The results of the depth of cure and degree of conversion at 40 s for the matrices and composites are shown in Table 2. Composite materials meet the requirements of the ISO 4049:2019 standard [12] for cure depth, showing values greater than 2 mm. The highest values are exhibited by the monomeric matrices M1 and M4, (2.95 ± 0.01) mm and (2.94 ± 0.01) mm, respectively. In addition, there are no statistically significant differences between the monomeric matrices M1 and M4, nor between the composites prepared with them, so no effect of the silanization process was observed for this property. The experimental composites showed a greater value of curing depth than the commercial TT composite used as a reference.
In the case of the degree of conversion for the matrices and composites at 40 s of irradiation, values higher than 67% and, in several cases, more than 75% (C145s and C445) were obtained. As shown in Table 2, all experimental composites present DC values higher than TT, except for composite C145, which does not have significant differences from it. Furthermore, the highest values of this property correspond to matrices M1 and M4, (86.3 ± 0.1)% and (85 ± 2)%, respectively.

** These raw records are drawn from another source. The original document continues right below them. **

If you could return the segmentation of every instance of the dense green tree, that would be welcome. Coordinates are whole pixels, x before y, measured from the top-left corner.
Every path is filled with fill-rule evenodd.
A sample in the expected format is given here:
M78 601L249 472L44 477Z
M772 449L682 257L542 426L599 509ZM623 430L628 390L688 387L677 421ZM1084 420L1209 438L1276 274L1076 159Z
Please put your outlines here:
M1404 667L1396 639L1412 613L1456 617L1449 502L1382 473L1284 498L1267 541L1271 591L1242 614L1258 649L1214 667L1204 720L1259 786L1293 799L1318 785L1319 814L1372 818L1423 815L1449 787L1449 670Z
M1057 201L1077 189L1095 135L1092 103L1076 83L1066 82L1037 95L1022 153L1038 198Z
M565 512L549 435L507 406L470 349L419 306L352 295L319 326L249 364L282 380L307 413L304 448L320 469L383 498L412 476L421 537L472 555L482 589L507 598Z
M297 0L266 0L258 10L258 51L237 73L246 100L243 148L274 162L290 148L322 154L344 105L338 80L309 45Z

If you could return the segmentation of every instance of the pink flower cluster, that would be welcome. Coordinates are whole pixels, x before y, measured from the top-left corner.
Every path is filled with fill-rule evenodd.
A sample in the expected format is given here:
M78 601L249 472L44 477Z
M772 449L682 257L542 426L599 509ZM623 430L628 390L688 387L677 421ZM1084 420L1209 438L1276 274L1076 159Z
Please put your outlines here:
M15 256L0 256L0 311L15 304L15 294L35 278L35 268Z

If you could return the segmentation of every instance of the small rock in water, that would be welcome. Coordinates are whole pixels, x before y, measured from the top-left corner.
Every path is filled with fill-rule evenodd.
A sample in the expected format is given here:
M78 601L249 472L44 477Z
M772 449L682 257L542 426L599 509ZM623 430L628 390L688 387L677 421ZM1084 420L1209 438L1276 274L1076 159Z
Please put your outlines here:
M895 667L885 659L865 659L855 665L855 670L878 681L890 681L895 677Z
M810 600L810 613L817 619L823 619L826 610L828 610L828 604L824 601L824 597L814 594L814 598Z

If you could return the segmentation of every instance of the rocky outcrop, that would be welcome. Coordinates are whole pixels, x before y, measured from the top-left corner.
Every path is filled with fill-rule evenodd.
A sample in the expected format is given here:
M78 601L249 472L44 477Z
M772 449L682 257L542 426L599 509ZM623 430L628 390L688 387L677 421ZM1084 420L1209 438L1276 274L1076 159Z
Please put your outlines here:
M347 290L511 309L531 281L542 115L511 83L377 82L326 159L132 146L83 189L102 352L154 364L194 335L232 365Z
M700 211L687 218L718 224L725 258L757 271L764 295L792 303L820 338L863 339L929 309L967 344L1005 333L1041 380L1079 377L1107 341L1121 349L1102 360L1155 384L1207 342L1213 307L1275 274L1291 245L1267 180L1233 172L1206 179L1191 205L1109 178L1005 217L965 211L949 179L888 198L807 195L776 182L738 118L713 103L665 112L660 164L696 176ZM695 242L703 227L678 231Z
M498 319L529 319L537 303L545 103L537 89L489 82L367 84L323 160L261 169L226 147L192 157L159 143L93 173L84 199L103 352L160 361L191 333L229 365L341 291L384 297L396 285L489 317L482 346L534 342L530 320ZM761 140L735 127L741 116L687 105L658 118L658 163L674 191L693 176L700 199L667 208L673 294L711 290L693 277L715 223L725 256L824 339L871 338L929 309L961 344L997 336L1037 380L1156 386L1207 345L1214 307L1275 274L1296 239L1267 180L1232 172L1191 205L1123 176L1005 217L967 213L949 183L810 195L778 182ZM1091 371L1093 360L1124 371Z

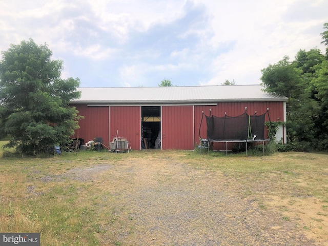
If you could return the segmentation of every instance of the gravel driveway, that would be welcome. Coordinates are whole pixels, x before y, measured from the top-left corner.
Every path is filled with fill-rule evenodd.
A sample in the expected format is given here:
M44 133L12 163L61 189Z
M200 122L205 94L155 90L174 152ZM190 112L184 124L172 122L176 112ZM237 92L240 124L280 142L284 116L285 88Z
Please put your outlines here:
M95 207L107 221L101 225L101 245L318 245L296 221L245 195L233 179L159 160L105 161L65 174L103 191Z

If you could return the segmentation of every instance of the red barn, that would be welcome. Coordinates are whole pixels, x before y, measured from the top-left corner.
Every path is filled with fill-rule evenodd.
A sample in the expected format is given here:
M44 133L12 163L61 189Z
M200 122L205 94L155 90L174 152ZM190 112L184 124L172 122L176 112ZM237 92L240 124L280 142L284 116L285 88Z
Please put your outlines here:
M258 115L269 108L272 121L285 121L287 98L262 89L259 85L79 88L81 96L71 106L85 118L74 137L85 141L101 137L109 146L118 132L134 150L193 150L199 143L199 133L206 137L206 124L199 129L203 111L208 115L211 109L213 115L223 117L239 115L245 107L249 114ZM276 138L285 142L282 126Z

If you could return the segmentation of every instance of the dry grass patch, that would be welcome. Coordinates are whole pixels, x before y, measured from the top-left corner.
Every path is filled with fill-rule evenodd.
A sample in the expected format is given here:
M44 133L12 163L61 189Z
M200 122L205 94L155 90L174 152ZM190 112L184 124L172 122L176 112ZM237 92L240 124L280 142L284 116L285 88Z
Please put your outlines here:
M328 155L0 159L0 231L42 245L324 245Z

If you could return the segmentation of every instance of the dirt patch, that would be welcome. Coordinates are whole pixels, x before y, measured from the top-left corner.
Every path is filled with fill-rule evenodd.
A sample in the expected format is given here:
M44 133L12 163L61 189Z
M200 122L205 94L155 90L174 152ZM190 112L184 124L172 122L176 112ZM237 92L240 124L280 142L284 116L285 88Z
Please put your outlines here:
M328 243L326 238L319 241L306 234L300 222L301 211L293 210L288 200L254 195L254 191L269 189L265 184L242 189L222 173L197 170L176 159L148 157L115 165L104 161L72 169L63 176L92 181L99 190L95 209L101 245ZM287 211L288 218L284 213Z

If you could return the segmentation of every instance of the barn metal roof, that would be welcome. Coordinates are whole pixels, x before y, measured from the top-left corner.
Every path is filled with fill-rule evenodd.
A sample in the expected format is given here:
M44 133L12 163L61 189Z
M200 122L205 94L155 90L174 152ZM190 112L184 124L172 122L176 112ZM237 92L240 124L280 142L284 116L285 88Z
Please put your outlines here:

The results of the water sorption and solubility test are shown in Figure 6. The highest values of this property evaluated for the different formulations correspond to the pristine monomeric matrices M1 and M4, which slightly exceed the limit value in the ISO 4049:2019 standard [12]. In the case of absorption, the best values correspond to the C145s, C445 and C445s composites, and no significant differences between them are observed. Furthermore, the commercial TT composite showed the lowest water sorption values and significant differences with respect to the experimental composites. Regarding water solubility, no significant differences were observed between C145 and C145s, nor between C445 and C445s.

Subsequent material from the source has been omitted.